Pot Sellers’ Credit Union Can’t Get Insurance

     DENVER (CO) – Colorado’s first marijuana dispensary credit union was denied the banking insurance it needs to open for business, bringing plans to institute pot payroll and direct deposits to a halt.
     The Fourth Corner Credit Union sued the National Credit Union Administration in Federal Court on Friday. It claims Colorado bank regulators in November approved its application to open a Denver-based, pot-centric credit union.
     The Fourth Corner Credit Union would give marijuana businesses a place to make cash deposits, electronic transfers for payroll, and the ability to perform transactions through means other than cash.
     Marijuana growers and sellers in Colorado have been paying employees in paper money, hiring security personnel to stand guard during business hours to protect their capital, and delivering tax payments to the Department of Revenue in buckets and wads of cash.
     Because many banks do not want to do business with companies that might carry risks of illicit transactions, marijuana dispensaries are still largely without banking power, Fourth Corner says. It claims the marijuana businesses need a bank to solve the “serious public safety problem presented by large amounts of cash on the streets.”
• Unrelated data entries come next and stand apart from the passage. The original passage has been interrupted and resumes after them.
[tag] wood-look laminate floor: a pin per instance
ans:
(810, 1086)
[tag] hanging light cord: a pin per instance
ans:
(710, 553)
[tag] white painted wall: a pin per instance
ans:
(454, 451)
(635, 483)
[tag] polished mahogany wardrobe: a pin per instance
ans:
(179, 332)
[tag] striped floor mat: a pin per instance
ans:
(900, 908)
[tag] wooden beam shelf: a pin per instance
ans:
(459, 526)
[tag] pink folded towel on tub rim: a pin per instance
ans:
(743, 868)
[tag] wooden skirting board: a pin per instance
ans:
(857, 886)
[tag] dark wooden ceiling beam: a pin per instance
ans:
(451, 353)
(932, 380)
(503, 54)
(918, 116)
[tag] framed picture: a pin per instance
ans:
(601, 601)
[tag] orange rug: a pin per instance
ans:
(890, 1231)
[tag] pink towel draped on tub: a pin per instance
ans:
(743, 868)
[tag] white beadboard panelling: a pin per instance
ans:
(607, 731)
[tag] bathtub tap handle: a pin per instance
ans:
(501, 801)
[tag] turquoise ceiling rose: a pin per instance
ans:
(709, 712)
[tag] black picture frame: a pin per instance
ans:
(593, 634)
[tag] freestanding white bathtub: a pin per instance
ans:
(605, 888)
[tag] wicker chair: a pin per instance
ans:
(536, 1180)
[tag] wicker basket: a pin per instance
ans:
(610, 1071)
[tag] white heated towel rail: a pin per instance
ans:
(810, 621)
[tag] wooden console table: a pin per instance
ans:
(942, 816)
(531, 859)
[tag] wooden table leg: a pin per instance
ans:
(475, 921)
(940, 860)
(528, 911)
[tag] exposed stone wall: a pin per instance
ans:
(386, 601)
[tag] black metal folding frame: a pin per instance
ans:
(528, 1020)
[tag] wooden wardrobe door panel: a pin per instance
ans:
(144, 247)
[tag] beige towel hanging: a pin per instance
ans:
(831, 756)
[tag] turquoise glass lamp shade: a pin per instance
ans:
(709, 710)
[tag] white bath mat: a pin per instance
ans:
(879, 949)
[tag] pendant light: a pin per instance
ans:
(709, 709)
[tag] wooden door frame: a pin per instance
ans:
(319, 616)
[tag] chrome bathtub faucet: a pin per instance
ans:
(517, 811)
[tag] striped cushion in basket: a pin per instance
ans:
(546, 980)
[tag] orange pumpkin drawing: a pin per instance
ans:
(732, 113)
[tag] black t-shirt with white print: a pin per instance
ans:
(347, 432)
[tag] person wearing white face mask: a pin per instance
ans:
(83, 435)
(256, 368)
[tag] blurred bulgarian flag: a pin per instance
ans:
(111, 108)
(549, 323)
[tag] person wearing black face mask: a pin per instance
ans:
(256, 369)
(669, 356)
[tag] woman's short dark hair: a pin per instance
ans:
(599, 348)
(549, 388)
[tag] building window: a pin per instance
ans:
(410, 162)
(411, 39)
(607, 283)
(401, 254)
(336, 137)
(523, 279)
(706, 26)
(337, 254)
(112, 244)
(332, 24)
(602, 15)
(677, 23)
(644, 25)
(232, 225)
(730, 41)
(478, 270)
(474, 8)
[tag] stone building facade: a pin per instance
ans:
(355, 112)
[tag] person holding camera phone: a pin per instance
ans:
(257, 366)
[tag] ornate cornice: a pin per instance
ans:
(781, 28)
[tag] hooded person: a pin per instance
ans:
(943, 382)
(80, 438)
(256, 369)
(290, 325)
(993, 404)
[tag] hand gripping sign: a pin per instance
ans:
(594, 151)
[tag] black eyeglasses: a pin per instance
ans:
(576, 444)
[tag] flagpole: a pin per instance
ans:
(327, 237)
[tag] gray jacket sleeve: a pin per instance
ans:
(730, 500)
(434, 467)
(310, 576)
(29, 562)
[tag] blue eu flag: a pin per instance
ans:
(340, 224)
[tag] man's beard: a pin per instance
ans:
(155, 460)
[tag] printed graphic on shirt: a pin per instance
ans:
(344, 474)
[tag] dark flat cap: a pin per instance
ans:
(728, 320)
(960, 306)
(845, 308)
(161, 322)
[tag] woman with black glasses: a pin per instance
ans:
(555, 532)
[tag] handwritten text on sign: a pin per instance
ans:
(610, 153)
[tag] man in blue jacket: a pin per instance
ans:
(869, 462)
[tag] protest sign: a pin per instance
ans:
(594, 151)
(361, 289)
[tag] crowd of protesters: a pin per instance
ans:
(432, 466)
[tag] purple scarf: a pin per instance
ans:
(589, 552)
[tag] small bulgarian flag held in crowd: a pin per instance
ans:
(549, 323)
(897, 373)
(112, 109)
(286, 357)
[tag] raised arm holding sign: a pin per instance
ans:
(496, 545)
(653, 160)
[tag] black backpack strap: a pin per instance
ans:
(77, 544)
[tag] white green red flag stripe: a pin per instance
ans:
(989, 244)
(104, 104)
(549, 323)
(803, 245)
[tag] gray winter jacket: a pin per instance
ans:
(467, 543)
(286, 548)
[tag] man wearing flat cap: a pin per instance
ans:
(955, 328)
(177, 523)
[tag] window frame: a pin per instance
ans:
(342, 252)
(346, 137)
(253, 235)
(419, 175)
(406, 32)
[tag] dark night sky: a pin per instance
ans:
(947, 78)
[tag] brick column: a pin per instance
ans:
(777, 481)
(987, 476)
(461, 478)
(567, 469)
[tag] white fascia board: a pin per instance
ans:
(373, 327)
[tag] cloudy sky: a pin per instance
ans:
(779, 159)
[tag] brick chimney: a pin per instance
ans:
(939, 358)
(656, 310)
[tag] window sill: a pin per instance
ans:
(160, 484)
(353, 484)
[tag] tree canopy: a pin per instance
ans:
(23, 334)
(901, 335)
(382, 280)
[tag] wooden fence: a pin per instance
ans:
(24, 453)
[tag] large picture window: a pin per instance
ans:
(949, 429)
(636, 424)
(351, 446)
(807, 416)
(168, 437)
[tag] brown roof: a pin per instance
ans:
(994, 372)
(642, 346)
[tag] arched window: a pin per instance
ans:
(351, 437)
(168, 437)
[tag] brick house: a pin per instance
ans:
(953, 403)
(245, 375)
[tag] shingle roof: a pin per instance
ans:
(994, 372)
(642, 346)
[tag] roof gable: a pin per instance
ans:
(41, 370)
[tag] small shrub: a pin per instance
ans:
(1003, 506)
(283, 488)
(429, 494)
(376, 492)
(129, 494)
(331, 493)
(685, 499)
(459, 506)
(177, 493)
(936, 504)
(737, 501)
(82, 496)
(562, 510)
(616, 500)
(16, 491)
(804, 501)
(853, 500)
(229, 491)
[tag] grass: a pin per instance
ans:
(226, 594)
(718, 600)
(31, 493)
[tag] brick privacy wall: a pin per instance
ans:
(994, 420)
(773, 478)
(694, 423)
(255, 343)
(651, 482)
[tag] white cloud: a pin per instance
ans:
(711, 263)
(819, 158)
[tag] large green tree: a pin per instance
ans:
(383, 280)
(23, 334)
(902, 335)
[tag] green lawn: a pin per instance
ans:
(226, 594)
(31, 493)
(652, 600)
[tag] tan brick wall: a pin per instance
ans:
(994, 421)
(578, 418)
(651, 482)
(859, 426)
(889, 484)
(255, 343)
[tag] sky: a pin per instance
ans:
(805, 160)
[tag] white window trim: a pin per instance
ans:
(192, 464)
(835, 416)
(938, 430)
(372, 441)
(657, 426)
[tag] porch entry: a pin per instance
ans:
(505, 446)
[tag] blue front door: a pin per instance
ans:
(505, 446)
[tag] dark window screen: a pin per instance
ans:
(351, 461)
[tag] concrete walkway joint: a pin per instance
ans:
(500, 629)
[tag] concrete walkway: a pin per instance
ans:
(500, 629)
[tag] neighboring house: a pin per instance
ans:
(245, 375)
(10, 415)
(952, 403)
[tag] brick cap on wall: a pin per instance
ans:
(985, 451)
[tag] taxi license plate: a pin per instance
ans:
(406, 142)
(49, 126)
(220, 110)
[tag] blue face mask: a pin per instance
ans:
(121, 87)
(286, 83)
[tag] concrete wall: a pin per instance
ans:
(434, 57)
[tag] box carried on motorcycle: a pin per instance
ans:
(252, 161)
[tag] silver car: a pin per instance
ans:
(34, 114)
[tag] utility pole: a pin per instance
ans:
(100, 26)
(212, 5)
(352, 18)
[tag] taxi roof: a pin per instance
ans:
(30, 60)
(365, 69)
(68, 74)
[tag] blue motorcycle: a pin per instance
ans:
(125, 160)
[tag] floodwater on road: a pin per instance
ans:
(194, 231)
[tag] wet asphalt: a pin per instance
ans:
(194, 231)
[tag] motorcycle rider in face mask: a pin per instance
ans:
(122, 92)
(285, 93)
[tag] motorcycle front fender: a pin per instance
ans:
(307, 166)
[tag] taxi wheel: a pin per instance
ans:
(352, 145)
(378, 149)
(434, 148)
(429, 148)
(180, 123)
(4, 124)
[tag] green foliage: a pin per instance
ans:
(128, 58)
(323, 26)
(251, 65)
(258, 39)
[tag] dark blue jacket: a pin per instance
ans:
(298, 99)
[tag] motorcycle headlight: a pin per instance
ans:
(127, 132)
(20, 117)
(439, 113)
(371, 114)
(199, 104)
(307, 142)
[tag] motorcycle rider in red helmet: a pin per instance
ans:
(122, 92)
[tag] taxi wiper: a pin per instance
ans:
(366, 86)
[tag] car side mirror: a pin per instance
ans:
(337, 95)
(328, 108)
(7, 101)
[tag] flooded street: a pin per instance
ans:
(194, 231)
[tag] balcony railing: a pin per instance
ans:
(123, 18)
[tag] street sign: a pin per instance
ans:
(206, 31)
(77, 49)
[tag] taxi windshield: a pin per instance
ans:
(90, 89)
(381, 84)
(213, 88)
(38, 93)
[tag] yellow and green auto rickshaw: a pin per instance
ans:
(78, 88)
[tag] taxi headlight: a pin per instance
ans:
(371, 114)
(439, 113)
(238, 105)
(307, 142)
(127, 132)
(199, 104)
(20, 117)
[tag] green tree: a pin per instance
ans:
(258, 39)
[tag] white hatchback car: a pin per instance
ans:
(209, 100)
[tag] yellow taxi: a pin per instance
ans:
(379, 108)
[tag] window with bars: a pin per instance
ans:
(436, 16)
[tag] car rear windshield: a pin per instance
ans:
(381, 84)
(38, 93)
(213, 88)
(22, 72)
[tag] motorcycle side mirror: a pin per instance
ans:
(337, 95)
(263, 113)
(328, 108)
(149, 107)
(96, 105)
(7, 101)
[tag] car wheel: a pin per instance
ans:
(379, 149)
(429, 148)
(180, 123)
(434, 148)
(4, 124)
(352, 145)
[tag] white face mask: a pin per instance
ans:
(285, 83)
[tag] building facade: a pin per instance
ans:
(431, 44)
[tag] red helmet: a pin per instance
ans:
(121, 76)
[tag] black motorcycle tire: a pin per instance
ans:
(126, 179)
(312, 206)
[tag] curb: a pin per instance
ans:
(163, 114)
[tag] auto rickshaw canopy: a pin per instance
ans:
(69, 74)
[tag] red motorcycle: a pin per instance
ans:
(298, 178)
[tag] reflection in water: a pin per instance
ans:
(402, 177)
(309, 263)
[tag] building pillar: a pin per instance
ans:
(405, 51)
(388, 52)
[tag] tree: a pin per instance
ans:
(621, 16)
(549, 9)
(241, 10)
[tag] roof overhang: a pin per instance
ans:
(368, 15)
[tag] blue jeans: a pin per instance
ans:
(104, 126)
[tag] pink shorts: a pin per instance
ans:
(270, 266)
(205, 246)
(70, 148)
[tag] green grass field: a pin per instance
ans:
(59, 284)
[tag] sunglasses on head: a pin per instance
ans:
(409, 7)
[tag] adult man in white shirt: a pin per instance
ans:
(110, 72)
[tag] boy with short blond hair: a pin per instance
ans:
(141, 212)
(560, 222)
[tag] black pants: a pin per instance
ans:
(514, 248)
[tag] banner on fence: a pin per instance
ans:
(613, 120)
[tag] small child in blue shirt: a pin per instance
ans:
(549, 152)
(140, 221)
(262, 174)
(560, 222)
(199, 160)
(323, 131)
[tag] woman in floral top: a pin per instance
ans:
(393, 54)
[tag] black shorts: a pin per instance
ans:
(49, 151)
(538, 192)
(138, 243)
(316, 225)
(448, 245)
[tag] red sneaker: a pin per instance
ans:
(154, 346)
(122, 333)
     Citing a Sept. 26, 2014 letter from the National Credit Union Administration, Fourth Corner says the NCUA did not want to give it a master account number, to link it to the federal reserve system, because it was concerned about Fourth Corner’s “ability to effectively mitigate safety and soundness concerns,” due to the nature of its business.
     Issues such as money laundering, illegal marijuana transactions, and other gray areas in marijuana-related businesses created several risks that the NCUA was not ready to take on.
     Fourth Corner says it is simply “not possible for a financial institution to detect and report all potentially illicit transactions that flow through an institution.” It claims that marijuana-centered banking is permitted under state law, as Colorado legalized the sale of medical marijuana in 2000, and of recreational dispensaries in 2013.
     Fourth Corner seeks declaratory judgment and Judicial review under the Administrative Procedures Act, 5 U.S.C. §§701 et seq., on 18 causes of action, including due process.
     The National Credit Union Administration declined comment, other than to say: “NCUA has received a copy of the complaint; we are reviewing it and we will make an appropriate response.”
     Fourth Corner’s attorney Mark Mason could not be reached for comment Friday.